Approximately 20-30% of patients are misdiagnosed with epilepsy [Nat Rev Dis Primers. 2018, 4, 18024]. Inaccurate diagnosis can result in unnecessary treatments, with potential adverse effects as well as social issues. Currently, the gold standard method for diagnosing epilepsy is the ictal video electroencephalogram (EEG) [Expert Rev Neurother. 2015, 15, 425-444]. However, this investigation is not readily available in emergency settings. Another unmet requirement for the management of epilepsy is the unpredictability of seizure onset, posing daily life challenges for people living with epilepsy. It can represent a risk for their safety, and also considerably affects their personal activities with a significant psychosocial impact.

Altogether, accurate diagnosis and seizure predictability could drastically improve the quality of life of people with recurring seizures. The identification of seizure-specific biomarkers would enable the development of diagnostic and predictive tests, but a specific panel of biomarker compounds is yet to be developed.

Tests based on volatile organic compound (VOC) measurement are non-invasive and well-accepted by patients. For this reason, they are an ideal testing modality to be performed during unpredictable acute medical circumstances, such as seizures.

The potential role of volatile molecules in epilepsy is already known – it has been shown that dogs possess the ability to predict oncoming seizures [Epilepsy Behav. 2023, 150, 109563]. Furthermore, research has demonstrated that a dog’s perception of seizures does not depend on body movement, as they can differentiate between samples collected from subjects who have experienced a seizure compared to samples collected from those who have performed physical exercise [Sci Rep. 2019, 9, 4103]. This suggests the existence of a possible ‘odour’ linked to seizures which we aim to investigate through the analysis of VOCs.

Aims:

To (i) define a VOC panel in breath and skin which distinguishes between epileptic and non-epileptic seizures; and (ii) identify VOCs in breath and skin whose concentrations change prior to seizure onset.

Methods:

VIBES is a prospective cohort study. Patients who have been admitted to either the National Hospital for Neurology and Neurosurgery (NHNN) telemetry unit or Chalfont Centre for Epilepsy, aged 18 or above are eligible for recruitment. The recruitment target for participants in the seizure cohorts (both epileptic and non-epileptic) is 100. In addition, 50 age-matched healthy participants who never experienced a seizure in their lifetime will be recruited as controls.

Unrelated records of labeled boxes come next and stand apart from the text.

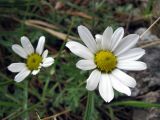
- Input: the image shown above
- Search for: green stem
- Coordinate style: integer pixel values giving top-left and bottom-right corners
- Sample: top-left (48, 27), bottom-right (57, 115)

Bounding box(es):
top-left (84, 91), bottom-right (94, 120)
top-left (41, 19), bottom-right (74, 102)
top-left (23, 80), bottom-right (28, 120)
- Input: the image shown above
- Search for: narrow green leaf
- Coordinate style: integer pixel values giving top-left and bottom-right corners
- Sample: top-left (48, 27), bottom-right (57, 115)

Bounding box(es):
top-left (110, 101), bottom-right (160, 108)
top-left (84, 91), bottom-right (94, 120)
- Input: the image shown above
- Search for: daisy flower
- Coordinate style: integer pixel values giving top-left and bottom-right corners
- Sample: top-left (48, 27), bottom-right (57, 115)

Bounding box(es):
top-left (66, 25), bottom-right (147, 102)
top-left (8, 36), bottom-right (54, 82)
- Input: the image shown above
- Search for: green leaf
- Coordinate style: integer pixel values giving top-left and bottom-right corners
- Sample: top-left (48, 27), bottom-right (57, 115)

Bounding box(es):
top-left (84, 91), bottom-right (94, 120)
top-left (110, 101), bottom-right (160, 108)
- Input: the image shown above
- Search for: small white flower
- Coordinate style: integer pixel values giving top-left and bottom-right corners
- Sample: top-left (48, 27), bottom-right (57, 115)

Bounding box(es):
top-left (66, 25), bottom-right (147, 102)
top-left (8, 36), bottom-right (54, 82)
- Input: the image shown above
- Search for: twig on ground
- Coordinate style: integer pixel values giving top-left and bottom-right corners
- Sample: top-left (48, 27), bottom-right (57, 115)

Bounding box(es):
top-left (41, 109), bottom-right (71, 120)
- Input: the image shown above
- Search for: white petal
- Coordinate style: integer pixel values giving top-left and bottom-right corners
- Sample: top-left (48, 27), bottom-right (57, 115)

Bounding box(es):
top-left (36, 36), bottom-right (45, 55)
top-left (8, 63), bottom-right (26, 72)
top-left (21, 36), bottom-right (34, 55)
top-left (99, 74), bottom-right (114, 102)
top-left (76, 60), bottom-right (96, 70)
top-left (86, 70), bottom-right (101, 91)
top-left (66, 41), bottom-right (94, 59)
top-left (12, 44), bottom-right (27, 58)
top-left (109, 74), bottom-right (131, 96)
top-left (42, 50), bottom-right (48, 59)
top-left (102, 27), bottom-right (113, 50)
top-left (111, 27), bottom-right (124, 51)
top-left (42, 57), bottom-right (54, 67)
top-left (32, 69), bottom-right (40, 75)
top-left (118, 48), bottom-right (145, 60)
top-left (114, 34), bottom-right (139, 56)
top-left (14, 68), bottom-right (31, 82)
top-left (95, 34), bottom-right (102, 50)
top-left (112, 69), bottom-right (136, 88)
top-left (117, 60), bottom-right (147, 71)
top-left (78, 25), bottom-right (97, 53)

For participants in the seizure cohorts, baseline samples will be collected when participants arrive at the hospital, with further breath and skin VOC samples being collected at pre-determined time points following any witnessed daytime seizure. Additional pre-seizure samples will be collected for the prediction study, based on the subject clinical history. For participants in the control cohort, only one baseline breath sample is collected.

Breath samples will be collected in thermal desorption (TD) tubes and sent to the Imperial College London VOC Laboratory to be analysed with two different gas-chromatography time-of-flight mass spectrometry instruments (polar and mid-polar analytical columns). Skin VOCs will be collected by swabbing the participant’s upper back using a medical gauze.